Ha llovido mucho desde 1917, y para peor a la
vista del devenir histórico. Si el
mundo estaba alejado de Dios en esa fecha, ahora lo está mucho más. Y
por ello la advertencia de la Virgen María ha de ser motivo profundo de
reflexión y, sobre todo, de enmienda. Y para ello debemos, con valentía,
desenmascarar dos grandes mentiras que hoy día son parte integrante de una
falsa felicidad del hombre “moderno”.
Primera
mentira: No existe el pecado personal. Sólo
existe el pecado “social” del cual nadie
tiene responsabilidad moral al estar todos determinados por las circunstancias.
Segunda
mentira: De lo anterior se deriva que no tiene sentido
rezar ni sacrificarse por los “pecadores” ya que estos no existen. Y no se reza
por lo que no es.
Pues
bien: Nuestro Señor Jesucristo en la cruz nos
recuerda que murió de ese modo por nuestros pecados. Es nuestro redentor, que
sufrió muerte espantosa como propiciación ante el Padre. Y en cada Misa se
actualiza de forma incruenta este sacrificio. Entonces creer que no hay pecado
personal es rechazar de forma indigna el Amor infinito de Dios expresado de
forma insuperable en su pasión, muerte y resurrección. Y omitir el apostolado,
que incluye de forma esencial la oración por el prójimo, es negar el mandato de
Nuestro Señor ya mencionado en esta carta y dado antes de la Ascensión. Habría
que preguntarse si no hay responsabilidad moral personal, de cada uno de
nosotros, entonces ¿para qué murió
Cristo en la cruz? Y ¿para que fundó su Iglesia y la revistió de carácter
misionero y universal?
Por
tanto: hemos de darnos cuenta de la gravísima
responsabilidad que tenemos los católicos de hoy en aras a recuperar lo que
Nuestro Señor nos manda en la conciencia y que su Madre del Cielo nos recordó
hace cien años. Hay que orar por los pecadores, hay que ofrecer sacrificios por
ellos. Por supuesto hay que empezar desde uno mismo, pero como difícilmente se
alcanza la santidad a lo largo de la vida, han de ir en paralelo ambas
ascéticas de conversión: la propia y la del prójimo. Hagamos examen de
conciencia con valentía y sin temer ser mal juzgados por el mundo, pues no es
el mundo quien nos va a juzgar al final de nuestra vida, sino Dios Nuestro
Señor. Él nos pedirá cuentas, el día
del juicio, por lo que hicimos para ayudar a salvar tantas almas que puso en
nuestro camino. En nuestra familia, en nuestra sociedad, en nuestra
Diócesis o Parroquia, en nuestra Comunidad Religiosa, en todos aquellos
ambientes donde nos movimos. Nos pedirá cuenta de nuestra oración, de nuestros
sacrificios……y nos descubrirá si hubo almas que, condenadas por culpa propia,
podrían haberse salvado de haber recibido, por medio de nuestra oración y
mortificación, aquello que gratis recibimos de otras almas que si lo hicieron
por nosotros. Momento terrible si se destapa nuestro pecado de omisión: pecado
que podría llegar a suponer, Dios no lo quiera, nuestra propia condenación.

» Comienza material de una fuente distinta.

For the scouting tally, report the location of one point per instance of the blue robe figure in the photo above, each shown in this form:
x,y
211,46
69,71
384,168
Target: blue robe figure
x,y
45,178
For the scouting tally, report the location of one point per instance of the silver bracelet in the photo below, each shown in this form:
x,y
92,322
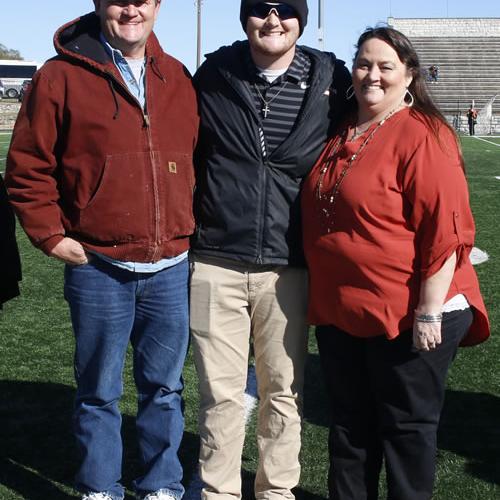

Para no llegar a ello, para satisfacer el deseo de María Santísima, pongámonos
desde ya a orar con perseverancia por todas aquellas almas que, objetivamente
(el juicio personal es solo de Dios), estén alejadas de la Gracia Sacramental,
de la Iglesia, de Dios en definitiva. Ofrezcamos sacrificios por esas almas, y realicemos
esta tarea misionera con la humildad que Cristo nos pide: “Siervos
inútiles somos; hicimos lo que teníamos que hacer” (Lucas
17,10). Hagamos así sonreír a la Bienaventurada Virgen María en el
centenario de su amorosa y profunda exhortación por el bien de las almas.